Nr 4/2009

 PRZYRODA I KRAJOBRAZ   

  

Andrzej Górniak

  

AKTUALNY
STAN CZYSTOŚCI
JEZIORA WIGRY
 (1) 

  

  

 

      

Jezioro Wigry jest największym zbiornikiem wodnym w województwie podlaskim. Stąd troska wszystkich o dobry stan jeziora i realizacja inicjatyw służących ochronie tego unikatowego ekosystemu.

  

Działania związane z ochroną wigierskiej przyrody i krajobrazu, podejmowane są w szerszym zakresie od pamiętnej sesji naukowej w Augustowie w październiku 1975 roku, zorganizowanej pod przewodnictwem prof. Bazylego Czeczugi z Białegostoku. Wskazano wówczas na konieczność poprawy stanu czystości wód Wigier i zatrzymania procesów użyźniania jego wód, czyli ograniczenia tempa eutrofizacji jeziora.
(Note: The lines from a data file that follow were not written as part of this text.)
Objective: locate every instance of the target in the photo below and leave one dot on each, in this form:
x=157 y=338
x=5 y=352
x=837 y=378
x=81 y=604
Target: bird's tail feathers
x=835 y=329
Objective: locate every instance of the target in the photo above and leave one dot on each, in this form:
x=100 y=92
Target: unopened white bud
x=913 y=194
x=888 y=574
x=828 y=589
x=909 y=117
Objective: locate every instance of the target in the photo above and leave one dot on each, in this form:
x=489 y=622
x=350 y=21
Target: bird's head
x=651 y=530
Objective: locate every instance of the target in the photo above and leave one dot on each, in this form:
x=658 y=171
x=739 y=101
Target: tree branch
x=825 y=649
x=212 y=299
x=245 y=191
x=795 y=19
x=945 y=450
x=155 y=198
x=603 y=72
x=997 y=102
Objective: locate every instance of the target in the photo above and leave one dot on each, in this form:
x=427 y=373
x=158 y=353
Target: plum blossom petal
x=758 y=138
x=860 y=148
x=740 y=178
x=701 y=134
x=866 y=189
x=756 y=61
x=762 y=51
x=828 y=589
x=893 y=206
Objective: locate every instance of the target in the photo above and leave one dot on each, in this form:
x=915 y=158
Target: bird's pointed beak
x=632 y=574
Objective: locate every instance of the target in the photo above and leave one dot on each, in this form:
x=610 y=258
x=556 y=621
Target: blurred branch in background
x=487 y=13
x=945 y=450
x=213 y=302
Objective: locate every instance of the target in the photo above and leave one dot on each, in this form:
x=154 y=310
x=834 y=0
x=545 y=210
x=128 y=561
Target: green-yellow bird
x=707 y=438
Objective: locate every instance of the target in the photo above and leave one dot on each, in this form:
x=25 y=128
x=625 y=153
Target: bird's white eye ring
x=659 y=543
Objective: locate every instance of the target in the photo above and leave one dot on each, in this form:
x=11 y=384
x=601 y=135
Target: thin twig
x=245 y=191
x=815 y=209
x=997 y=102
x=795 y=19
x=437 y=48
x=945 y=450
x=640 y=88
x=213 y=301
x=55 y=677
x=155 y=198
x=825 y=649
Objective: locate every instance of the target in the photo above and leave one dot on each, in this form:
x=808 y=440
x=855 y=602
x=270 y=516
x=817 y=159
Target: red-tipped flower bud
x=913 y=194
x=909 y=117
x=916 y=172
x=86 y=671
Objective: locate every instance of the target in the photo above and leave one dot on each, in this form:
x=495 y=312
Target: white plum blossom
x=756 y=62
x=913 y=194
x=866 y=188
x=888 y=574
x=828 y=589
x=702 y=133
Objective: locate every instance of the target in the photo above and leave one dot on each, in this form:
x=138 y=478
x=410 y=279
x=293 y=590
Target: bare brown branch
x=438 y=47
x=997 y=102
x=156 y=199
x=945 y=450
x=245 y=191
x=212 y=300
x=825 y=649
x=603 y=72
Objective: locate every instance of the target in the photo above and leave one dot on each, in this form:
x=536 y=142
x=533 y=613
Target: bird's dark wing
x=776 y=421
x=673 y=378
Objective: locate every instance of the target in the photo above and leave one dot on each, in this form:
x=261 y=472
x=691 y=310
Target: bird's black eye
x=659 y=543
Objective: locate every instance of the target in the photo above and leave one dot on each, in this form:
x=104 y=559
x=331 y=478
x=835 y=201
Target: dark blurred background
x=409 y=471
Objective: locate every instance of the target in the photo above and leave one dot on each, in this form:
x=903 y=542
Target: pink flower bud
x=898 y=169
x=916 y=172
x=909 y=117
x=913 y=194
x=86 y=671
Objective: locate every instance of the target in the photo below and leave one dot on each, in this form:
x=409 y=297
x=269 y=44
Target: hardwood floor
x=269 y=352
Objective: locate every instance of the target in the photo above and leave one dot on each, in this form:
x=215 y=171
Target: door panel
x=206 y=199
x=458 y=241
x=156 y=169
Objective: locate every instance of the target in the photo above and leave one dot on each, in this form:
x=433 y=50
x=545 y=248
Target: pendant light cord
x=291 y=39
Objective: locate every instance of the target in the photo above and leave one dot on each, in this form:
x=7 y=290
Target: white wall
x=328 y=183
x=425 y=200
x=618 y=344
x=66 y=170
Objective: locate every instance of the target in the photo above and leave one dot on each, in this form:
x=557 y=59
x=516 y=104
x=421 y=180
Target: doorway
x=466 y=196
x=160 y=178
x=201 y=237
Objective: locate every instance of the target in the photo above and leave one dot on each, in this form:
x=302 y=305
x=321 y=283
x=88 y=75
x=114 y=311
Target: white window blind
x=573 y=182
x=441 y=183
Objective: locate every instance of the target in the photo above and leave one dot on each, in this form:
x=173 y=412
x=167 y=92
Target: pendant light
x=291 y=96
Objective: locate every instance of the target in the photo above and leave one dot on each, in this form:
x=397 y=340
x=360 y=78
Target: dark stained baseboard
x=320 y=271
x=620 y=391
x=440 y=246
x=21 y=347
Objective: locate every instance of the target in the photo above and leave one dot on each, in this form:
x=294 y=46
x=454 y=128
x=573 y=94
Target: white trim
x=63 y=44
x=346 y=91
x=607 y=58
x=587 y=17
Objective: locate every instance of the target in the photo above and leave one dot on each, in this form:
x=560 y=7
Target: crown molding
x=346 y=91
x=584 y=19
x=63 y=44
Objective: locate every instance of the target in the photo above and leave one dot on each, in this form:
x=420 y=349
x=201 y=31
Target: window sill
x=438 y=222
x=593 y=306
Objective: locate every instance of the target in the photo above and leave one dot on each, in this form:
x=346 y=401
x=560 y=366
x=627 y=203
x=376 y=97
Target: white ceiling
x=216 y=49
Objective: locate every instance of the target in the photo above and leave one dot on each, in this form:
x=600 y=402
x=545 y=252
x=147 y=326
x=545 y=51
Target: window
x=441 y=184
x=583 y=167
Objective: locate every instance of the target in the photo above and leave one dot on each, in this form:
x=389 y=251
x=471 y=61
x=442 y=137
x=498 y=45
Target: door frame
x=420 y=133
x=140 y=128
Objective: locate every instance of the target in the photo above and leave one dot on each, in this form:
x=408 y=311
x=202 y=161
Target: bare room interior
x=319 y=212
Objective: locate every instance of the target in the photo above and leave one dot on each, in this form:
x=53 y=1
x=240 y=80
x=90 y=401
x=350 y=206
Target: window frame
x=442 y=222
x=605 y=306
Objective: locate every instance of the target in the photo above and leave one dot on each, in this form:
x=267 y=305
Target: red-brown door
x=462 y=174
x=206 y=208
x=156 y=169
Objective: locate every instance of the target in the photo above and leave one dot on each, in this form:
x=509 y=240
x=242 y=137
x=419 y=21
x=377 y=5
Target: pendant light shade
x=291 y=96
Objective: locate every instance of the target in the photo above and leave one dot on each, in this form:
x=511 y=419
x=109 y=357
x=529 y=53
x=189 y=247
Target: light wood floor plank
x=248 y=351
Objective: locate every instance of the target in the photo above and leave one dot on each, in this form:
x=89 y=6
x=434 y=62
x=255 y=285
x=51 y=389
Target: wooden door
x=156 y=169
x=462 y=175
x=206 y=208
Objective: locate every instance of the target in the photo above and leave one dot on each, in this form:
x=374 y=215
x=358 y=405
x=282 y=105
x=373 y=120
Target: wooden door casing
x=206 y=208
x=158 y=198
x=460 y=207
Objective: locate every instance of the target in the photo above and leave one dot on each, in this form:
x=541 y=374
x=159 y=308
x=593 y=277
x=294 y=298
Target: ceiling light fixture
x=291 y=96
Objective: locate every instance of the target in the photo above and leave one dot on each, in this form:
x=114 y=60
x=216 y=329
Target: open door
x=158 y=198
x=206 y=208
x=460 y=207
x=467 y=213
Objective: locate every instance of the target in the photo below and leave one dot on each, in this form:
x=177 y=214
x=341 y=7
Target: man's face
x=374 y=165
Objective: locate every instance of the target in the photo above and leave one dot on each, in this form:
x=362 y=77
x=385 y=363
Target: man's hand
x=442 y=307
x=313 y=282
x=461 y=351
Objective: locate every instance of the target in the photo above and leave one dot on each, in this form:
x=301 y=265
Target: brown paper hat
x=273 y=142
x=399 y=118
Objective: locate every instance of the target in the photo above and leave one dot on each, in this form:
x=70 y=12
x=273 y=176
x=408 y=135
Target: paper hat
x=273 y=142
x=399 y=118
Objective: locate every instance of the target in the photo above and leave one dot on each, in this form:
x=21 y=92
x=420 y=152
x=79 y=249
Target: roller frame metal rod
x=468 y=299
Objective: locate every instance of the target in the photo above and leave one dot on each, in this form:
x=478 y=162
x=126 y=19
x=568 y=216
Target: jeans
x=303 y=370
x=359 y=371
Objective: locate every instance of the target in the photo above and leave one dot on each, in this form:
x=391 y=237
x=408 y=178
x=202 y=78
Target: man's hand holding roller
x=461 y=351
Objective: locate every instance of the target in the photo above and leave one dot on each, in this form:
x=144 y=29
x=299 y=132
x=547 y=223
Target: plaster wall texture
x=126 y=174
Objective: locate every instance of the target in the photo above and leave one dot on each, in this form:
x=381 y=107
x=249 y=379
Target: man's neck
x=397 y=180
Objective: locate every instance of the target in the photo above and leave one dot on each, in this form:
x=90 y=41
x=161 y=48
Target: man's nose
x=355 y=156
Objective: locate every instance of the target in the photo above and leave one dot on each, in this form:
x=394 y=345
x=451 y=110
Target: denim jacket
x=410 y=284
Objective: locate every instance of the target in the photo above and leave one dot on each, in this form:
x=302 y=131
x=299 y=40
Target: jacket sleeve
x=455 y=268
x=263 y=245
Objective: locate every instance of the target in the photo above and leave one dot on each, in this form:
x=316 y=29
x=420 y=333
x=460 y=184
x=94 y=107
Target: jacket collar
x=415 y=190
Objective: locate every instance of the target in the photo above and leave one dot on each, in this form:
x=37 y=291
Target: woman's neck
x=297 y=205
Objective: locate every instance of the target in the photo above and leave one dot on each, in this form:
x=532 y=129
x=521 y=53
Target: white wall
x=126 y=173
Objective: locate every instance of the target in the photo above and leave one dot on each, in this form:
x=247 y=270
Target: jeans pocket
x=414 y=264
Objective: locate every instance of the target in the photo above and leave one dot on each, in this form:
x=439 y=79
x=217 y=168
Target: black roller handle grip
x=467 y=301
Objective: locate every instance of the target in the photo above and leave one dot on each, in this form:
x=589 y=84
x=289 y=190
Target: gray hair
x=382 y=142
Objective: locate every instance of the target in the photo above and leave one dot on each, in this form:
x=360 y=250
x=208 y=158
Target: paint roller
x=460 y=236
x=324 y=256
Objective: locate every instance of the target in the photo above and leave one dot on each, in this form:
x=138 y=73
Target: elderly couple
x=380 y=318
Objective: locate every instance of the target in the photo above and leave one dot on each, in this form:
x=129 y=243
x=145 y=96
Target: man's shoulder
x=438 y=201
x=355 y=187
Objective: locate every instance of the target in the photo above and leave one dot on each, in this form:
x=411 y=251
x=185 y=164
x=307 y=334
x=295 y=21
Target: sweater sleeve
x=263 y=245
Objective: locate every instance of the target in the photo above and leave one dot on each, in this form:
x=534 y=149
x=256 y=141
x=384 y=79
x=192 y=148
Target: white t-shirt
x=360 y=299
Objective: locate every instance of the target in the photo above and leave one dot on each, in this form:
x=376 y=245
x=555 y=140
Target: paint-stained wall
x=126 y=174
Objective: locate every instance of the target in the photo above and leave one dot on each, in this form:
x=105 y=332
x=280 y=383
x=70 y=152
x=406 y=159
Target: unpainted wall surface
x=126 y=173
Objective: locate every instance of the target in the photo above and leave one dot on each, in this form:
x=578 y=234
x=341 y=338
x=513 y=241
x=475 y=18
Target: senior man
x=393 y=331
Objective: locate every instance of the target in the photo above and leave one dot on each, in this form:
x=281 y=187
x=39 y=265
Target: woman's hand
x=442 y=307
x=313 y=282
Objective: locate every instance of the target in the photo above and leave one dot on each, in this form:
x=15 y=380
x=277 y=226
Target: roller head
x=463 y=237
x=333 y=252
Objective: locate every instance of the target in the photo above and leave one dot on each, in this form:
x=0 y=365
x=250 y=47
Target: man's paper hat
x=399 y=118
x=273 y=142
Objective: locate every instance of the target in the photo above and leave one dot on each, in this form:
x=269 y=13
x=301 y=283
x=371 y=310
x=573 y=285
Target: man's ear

Realizacja części postulatów stała się możliwa już w następnym roku, po powołaniu Wigierskiego Parku Krajobrazowego. Od roku 1989 stan jeziora Wigry jest wspólną troską dyrekcji Wigierskiego Parku Narodowego, miasta Suwałki i gmin położonych w zlewni jeziora.

   

Wigry w rejonie wsi Krusznik

(fot. M. Kamiński)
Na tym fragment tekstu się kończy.